Also, I would like to be able to make contact prints, and understand that some chemicals can be used for both development and printing. Is that correct?

Thank you.

Nick_3536
8-Oct-2008, 22:55
Stop and fixer can be used for both. But you should have different bottles of at least fixer for each process. Stop is so cheap it's not a big deal to have two sets of that.

Jobo 2551 with a 2509N is the simplest. It's not the cheapest new but can be reasonable used. Trays are the cheapest.

rwyoung
9-Oct-2008, 11:08
There are some threads around here and over at APUG about using Rodinal (normally a film developer) for paper development. Also seen threads where people have used Cafinol (Folgerol, i.e. coffee developer) as both a film and paper developer.
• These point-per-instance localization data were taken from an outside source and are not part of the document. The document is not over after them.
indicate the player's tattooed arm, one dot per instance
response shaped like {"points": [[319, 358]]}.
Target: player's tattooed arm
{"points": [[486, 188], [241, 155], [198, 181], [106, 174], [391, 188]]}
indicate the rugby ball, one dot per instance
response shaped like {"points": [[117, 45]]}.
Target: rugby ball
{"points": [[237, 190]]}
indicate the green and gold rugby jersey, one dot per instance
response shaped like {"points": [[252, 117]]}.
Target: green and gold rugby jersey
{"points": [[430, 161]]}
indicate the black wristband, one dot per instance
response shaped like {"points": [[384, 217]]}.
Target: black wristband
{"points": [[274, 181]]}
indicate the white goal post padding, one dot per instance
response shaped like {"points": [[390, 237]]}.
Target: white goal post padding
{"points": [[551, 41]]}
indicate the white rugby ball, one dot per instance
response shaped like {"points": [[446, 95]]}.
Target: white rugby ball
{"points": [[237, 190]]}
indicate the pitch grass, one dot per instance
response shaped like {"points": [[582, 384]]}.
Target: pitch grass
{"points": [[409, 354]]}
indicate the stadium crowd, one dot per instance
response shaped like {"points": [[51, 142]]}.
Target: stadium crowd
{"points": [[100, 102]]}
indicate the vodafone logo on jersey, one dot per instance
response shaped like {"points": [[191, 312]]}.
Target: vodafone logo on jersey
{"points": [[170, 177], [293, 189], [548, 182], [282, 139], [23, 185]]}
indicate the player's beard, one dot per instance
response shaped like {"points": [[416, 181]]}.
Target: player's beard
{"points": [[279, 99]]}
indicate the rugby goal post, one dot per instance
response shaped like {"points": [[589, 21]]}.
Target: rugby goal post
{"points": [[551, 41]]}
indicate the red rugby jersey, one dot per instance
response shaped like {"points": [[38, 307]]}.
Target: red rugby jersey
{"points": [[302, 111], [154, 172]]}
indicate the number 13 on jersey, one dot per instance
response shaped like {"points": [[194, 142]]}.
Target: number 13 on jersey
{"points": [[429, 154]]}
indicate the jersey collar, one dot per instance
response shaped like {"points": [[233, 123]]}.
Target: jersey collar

I have tried Folgerol as a paper developer and while it did work, I didn't like the look and it stinks in an open tray! :) Rodinal as a paper developer I haven't tried. Might be fun some afternoon.

You can use plain 5% vinegar (white) as stop bath by diluting it 1 part vinegar to 3 or 4 parts water. Replace after 10 or 20 8x10s or after each film developing session. Or use an alkaline fixer like TF-4 or TF-3 and (distilled) water as your stop bath.

Donald Miller
9-Oct-2008, 11:37
Rodinal as a paper developer does not produce the dmax that conventional paper developers do.

I have used heavily diluted Dektol (1-30) for developing lith film that I used in a continuous tone masking application...not sure about pan film...never used it.

xmishx
9-Oct-2008, 11:44
I will go along with Nick to say the 2551 Jobo and accompanying reels with a motor base is amazing simple. I have had no problems loading the film onto the reels either. I've got a film changing tent where I load the film onto the reels and tank. After that, just basic measurements and timing is all that is required.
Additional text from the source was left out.